Женька
Шрифт:
– Выходит, платоническая у вас любовь?
– Выходит, так,- грустно подтвердила она. Потом зевнула и пожелала доброй ночи.
Ушаков понял, что Женьке было необходимо рассказать ему все это, чтоб не подумал он - не какая-то она ППЖ, прошедшая огни и воды, а обыкновенная девчонка, любящая своего Лешу, с которым у нее к тому же платоническая любовь. Он улыбнулся.
Разбудил он ее в семь утра, а до этого согрел чайник, нарезал хлеб и сыр. Женька ела с аппетитом, но торопясь, а когда собралась уже идти, натянув свой ватник и нахлобучив ушанку, Ушаков сказал:
– Оставь, Женя, пистолетик,
– Зайду, конечно.- Она вынула пистолет, кинжальчик, которые он положил в ящик письменного стола.- А вечером вы будете дома?
– Наверное. Думаю, что пока в резерве, разрешат жить на квартире.
– Тогда - привет, до вечера,- махнула Женька рукой.
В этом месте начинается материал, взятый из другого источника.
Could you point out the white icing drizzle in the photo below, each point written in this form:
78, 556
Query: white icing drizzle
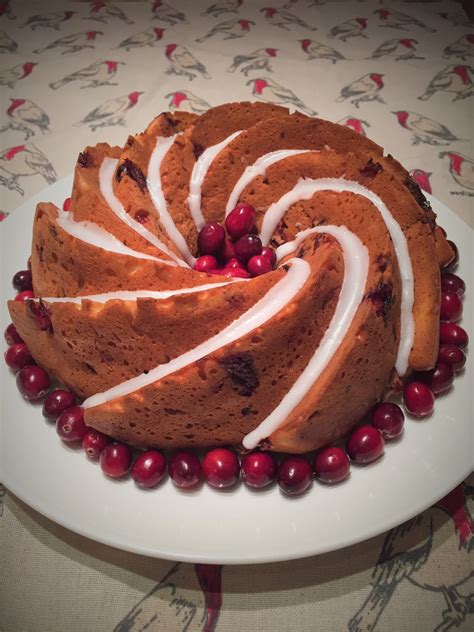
259, 168
356, 267
106, 176
304, 190
199, 172
270, 304
92, 234
133, 295
157, 197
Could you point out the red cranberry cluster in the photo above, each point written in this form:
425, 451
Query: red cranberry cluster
238, 254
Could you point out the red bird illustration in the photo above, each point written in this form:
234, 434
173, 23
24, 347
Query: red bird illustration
23, 115
187, 98
316, 50
111, 112
407, 555
7, 45
232, 29
462, 48
72, 43
182, 62
283, 19
258, 60
422, 178
424, 129
397, 20
366, 88
223, 6
48, 20
21, 161
462, 169
455, 79
166, 13
272, 92
98, 74
349, 28
10, 76
100, 11
400, 49
354, 123
145, 38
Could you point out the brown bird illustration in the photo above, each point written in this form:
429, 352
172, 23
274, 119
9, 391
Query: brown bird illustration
349, 28
10, 76
317, 50
258, 60
24, 160
462, 169
462, 47
48, 20
181, 98
400, 49
366, 88
183, 62
232, 29
424, 129
455, 79
23, 115
145, 38
100, 11
268, 90
72, 43
98, 74
283, 19
111, 112
166, 13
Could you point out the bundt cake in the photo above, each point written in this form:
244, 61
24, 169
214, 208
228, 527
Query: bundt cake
166, 356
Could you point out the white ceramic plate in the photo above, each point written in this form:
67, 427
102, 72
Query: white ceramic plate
240, 526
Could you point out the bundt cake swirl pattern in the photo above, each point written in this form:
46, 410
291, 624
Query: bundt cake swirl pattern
169, 357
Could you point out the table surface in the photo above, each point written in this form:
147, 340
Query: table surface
411, 64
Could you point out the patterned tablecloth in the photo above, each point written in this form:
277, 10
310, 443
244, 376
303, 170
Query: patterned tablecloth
74, 73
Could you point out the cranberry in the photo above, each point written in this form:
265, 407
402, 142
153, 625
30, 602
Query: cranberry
258, 469
453, 356
450, 307
210, 238
23, 296
148, 469
23, 280
33, 382
452, 283
115, 459
259, 265
331, 465
184, 469
455, 260
418, 398
57, 402
388, 418
270, 254
439, 379
365, 444
247, 247
17, 356
206, 263
294, 475
93, 443
240, 220
70, 424
11, 335
449, 333
221, 468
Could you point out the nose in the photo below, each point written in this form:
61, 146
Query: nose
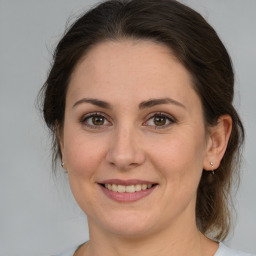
125, 150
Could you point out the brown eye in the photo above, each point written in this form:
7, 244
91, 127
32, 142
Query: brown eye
159, 120
98, 120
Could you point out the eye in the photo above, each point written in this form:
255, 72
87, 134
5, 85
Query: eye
95, 120
159, 121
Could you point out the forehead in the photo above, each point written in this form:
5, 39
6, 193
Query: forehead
127, 67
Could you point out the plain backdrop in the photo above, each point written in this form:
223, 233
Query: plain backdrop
38, 215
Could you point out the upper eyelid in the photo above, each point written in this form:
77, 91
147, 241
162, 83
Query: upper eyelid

Ушакову надо было явиться в управление резерва к десяти ноль-ноль, и после ухода Женьки он принялся за уборку комнаты. Пришлось оправить постель, где спала она - сама сделать не догадалась. Видать, не приучена была дома убирать за собой, Ушаков усмехнулся, подумав, какой подарочек достанется командиру взвода разведки Леше, если окончится для него война благополучно и женится он на этой пигалице.
Сам Ушаков почему-то не очень надеялся остаться живым, хотя непосредственно в боях и не участвовал. Но когда ползешь по проселкам на нагруженном снарядами ЗИСе, зная, что любая бомбежка грозит взрывом груза и не только при прямом попадании, когда уже все равно, но и от детонации, а этих бомбежек на его путях-дорогах было предостаточно, то поневоле приходилось как-то смиряться с мыслью о возможной гибели, иначе просто трудно было бы делать дело, для которого предназначен. Последнее его ранение было осколочное, от мины, когда разгружались около передовой и попали под обстрел. Водителя убило, он-то и принял на себя всю массу осколков разорвавшейся слева от машины мины и, по существу, спас жизнь сидевшему справа Ушакову.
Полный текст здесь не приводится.